Bitcoins werden von sogenannten „Minern“ (engl. Bergarbeiter) erzeugt, die die Rechenkraft ihrer Grafikkarte (oder anderer geeigneter Hardware) einsetzen, um gültige Blöcke zu berechnen. Dabei sorgt ein in den Algorithmus eingebauter flexibler Schwierigkeitsgrad dafür, dass ungefähr alle 10 Minuten ein Block generiert wird. In diesen Block fließen alle bis dahin gesammelten Transaktionen ein und werden an alle Teilnehmer des Netzwerks im Peer-to-Peer-Verfahren gesendet. Zur Belohnung erhält der Finder des Blocks eine Prämie in Höhe von derzeit 50 BTC. Zusätzlich erhält er noch die Transaktionsgebühren, die aber zur Zeit noch einen verschwindend geringen Anteil ausmachen. Die Menge an Bitcoins ist fest auf 21 Mio. begrenzt, bereits 6,5 Mio. sind berechnet. Das Ziel ist, dass der Anteil der Transaktionsgebühren immer weiter steigt, damit sich das „minen“ auch nach dem Erreichen der Grenze lohnt. Denn nur durch die Generierung von Blöcken wird das Netzwerk am Leben gehalten.

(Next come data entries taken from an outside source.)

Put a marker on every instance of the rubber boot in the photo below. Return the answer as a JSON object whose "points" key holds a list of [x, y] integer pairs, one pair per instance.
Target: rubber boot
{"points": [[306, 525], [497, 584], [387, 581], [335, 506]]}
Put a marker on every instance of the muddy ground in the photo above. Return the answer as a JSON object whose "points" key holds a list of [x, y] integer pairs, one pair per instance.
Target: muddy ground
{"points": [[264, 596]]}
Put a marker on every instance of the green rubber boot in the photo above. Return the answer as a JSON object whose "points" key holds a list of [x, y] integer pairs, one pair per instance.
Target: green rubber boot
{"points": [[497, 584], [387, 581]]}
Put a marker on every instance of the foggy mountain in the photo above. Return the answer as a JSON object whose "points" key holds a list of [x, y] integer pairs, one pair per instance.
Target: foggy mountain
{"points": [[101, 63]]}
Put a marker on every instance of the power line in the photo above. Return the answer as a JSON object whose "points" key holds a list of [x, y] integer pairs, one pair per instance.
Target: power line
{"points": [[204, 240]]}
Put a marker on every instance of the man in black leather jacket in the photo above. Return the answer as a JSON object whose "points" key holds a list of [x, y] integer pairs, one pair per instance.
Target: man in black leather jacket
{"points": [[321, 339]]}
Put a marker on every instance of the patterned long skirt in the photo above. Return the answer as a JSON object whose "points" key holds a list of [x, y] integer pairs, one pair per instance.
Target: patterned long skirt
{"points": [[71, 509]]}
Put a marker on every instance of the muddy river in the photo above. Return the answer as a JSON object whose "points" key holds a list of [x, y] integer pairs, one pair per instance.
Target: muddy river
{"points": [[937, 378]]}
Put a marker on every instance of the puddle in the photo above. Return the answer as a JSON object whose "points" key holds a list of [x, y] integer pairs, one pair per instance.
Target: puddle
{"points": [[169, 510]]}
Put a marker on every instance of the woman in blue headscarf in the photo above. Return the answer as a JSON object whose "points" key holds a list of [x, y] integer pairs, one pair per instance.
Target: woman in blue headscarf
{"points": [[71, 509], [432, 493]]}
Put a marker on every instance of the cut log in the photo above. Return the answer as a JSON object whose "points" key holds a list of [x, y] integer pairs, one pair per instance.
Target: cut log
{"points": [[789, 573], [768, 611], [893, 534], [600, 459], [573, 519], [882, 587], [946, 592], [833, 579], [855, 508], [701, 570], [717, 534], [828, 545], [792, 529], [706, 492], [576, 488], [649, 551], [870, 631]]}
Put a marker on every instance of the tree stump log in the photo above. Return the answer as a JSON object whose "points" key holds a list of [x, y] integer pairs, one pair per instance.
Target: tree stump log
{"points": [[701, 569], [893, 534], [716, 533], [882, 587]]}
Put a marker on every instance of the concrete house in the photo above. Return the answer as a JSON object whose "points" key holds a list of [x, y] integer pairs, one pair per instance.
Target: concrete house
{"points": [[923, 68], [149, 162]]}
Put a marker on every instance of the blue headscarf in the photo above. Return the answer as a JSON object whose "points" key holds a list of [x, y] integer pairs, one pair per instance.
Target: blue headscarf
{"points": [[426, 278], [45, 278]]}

Da es sich nicht mehr lohnt, alleine („Solo Mining“) auf Bitcoin-Jagd zu gehen, haben sich viele in Pools zusammengeschlossen, die gemeinsam an einem Block rechnen und den Gewinn unter sich aufteilen. Vieles erinnert dabei an den Goldrausch, der Mitte des 19. Jahrhunderts die USA erfasste. Ein Miner bekam bereits Besuch von der Polizei, weil sein Stromverbrauch untypisch hoch für einen Haushalt war und die Beamten vermuteten, er würde Marijuana anbauen.

Die Zukunft von Bitcoin

Die Schwankungen der letzten Tage (Kurs $32 am 8.6., $10 kurzzeitig am 12.6., dann rund $20) haben sicherlich einige davon abgeschreckt, in Bitcoins zu investieren. Noch weiß niemand, wie sich die Währung entwickeln wird, ob man damit irgendwann tatsächlich mal mehr als Alpaka-Socken und T-Shirts kaufen kann. Aber in der Vergangenheit gab es bereits eine drastische Entwicklung (der Kurs lag Mitte April noch bei $1!), daher gehen viele davon aus, dass Bitcoin aufgrund der inhärenten Knappheit mittelfristig noch weiter zulegen wird. Wenn dann erstmal viele Onlineshops auch Bitcoins akzeptieren, kann man sie auch bestimmungsgemäß benutzen, bis dahin bleibt es eher ein Investment. Allerdings sollte vielleicht nicht jeder gleich sein ganzes Vermögen in Bitcoins tauschen, wie Piratenparteigründer Rickard Falkvinge. Jedenfalls scheint die Idee einer dezentral verwalteten Währung, die ohne Banken und Staatseingriffe auskommt, hoch attraktiv. Für die bestehenden Strukturen könnte sie dagegen gefährlich werden, so warnt der Bundesverband digitale Wirtschaft e.V. seine Mitglieder davor, Bitcoins als Zahlungsmittel zu akzeptieren, da sie ein staatliches Verbot erwarten. Inwiefern dies bei einer weitgehend anonymen und dezentralen Währung umsetzbar ist, steht auf einem anderen Blatt. Durch die Möglichkeit des Verbots von Umtauschplattformen oder anderweitige staatliche Sanktionen bleibt dennoch ein Risiko, das jeder Benutzer für sich selbst abwägen muss.

Es bleibt jedenfalls spannend, die Entwicklung von Bitcoin zu beobachten. Vielleicht stehen wir wirklich an der Schwelle einer Revolution der Art und Weise, wie Zahlungen im Internet ablaufen.